Public-Private Partnerships viewed through a gender lens

In a new paper, published in the Journal of International and Comparative Social Policy, Dr Jasmine Gideon argues that despite their current popularity, Public-Private Partnerships need to be reviewed through a gender lens in order to establish whether they are really enabling the health sector to address wider social determinants of health and to ensure the longer-term success of any pro-women healthcare interventions.

Credit: Russell Watkins/Department for International Development.

Credit: Russell Watkins/Department for International Development.

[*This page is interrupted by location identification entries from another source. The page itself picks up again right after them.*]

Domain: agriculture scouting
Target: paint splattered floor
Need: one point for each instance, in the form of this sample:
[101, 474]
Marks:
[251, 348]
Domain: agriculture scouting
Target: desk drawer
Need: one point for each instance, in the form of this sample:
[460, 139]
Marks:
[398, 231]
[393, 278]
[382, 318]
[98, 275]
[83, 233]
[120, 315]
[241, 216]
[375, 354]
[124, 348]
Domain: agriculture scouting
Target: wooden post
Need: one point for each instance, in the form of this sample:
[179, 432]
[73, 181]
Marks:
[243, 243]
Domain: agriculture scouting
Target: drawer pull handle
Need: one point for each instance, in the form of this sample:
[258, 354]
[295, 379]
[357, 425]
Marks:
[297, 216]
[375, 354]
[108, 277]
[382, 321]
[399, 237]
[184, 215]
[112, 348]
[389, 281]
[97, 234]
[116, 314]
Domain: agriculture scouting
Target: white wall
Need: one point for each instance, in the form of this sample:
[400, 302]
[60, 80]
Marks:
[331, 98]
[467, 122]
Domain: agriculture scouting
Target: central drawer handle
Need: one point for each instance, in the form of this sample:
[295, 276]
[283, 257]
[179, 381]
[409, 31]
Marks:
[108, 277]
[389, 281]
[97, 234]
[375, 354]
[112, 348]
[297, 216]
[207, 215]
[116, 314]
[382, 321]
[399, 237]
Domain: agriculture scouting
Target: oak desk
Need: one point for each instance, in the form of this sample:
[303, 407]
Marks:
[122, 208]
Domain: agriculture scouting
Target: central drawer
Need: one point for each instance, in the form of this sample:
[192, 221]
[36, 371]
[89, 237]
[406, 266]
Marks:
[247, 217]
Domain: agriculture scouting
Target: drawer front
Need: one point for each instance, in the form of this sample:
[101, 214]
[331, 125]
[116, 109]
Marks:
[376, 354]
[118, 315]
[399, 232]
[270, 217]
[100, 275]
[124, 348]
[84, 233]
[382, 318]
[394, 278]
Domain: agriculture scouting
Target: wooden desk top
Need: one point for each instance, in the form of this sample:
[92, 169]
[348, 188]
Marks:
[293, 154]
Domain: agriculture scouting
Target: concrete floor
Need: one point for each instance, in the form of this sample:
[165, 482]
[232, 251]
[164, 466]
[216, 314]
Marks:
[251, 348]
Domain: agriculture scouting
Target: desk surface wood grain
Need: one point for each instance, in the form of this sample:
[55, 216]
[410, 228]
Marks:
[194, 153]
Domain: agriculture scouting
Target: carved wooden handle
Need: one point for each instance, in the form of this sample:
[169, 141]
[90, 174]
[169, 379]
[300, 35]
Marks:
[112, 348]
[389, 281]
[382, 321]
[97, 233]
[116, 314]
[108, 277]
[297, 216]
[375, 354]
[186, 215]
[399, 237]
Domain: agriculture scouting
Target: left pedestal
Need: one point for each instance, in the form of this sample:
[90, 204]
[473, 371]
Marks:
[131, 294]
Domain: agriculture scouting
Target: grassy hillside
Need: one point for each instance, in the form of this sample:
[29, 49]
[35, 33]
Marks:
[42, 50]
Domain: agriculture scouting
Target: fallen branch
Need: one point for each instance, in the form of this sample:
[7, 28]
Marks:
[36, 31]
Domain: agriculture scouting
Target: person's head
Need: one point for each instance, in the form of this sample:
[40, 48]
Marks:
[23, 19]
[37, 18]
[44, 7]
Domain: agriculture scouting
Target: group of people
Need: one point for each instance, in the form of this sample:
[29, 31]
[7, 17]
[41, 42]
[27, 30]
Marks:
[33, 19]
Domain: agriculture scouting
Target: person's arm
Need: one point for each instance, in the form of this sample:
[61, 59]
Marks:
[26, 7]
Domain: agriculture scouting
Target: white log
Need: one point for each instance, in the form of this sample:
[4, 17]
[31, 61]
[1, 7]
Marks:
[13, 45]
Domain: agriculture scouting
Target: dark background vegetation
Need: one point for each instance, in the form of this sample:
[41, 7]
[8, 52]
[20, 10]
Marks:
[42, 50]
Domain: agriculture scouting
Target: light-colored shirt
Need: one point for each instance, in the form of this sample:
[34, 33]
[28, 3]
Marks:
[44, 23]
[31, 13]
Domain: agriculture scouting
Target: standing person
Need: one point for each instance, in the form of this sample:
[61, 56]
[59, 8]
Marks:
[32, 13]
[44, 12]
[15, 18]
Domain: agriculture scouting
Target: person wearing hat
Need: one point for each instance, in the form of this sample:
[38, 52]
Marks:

Good health and sustainable development are widely acknowledged to be inextricably linked, and the promotion of health and well-being is an essential element in the Sustainable Development Goals (SDGs).  Within SDG3, ‘Ensure healthy lives and promote wellbeing for all at all ages’, governments have pledged to ensure universal access to sexual and reproductive health (SRH) care services by 2030.

One of the approaches often cited as necessary to provide universal access is through Public-Private Partnerships (PPPs) in health. The term PPP has been used in a variety of different contexts, but in the case of delivery of SRH services, PPPs have been used to fund and implement social franchising and health care voucher programmes in the Global South. They typically tie the recipient to a specified good or service package, such as medical consultations during pregnancy, provided by specified service providers who are often private practitioners or private sector facilities.  The approaches have grown in popularity since 2000 because:

  • they have been promoted by a range of aid donors including DFID and USAID
  • they are relatively easy to administer and to measure and monitor,
  • they are considered to be a way of encouraging poor households to use services e.g. family planning that they would not otherwise access.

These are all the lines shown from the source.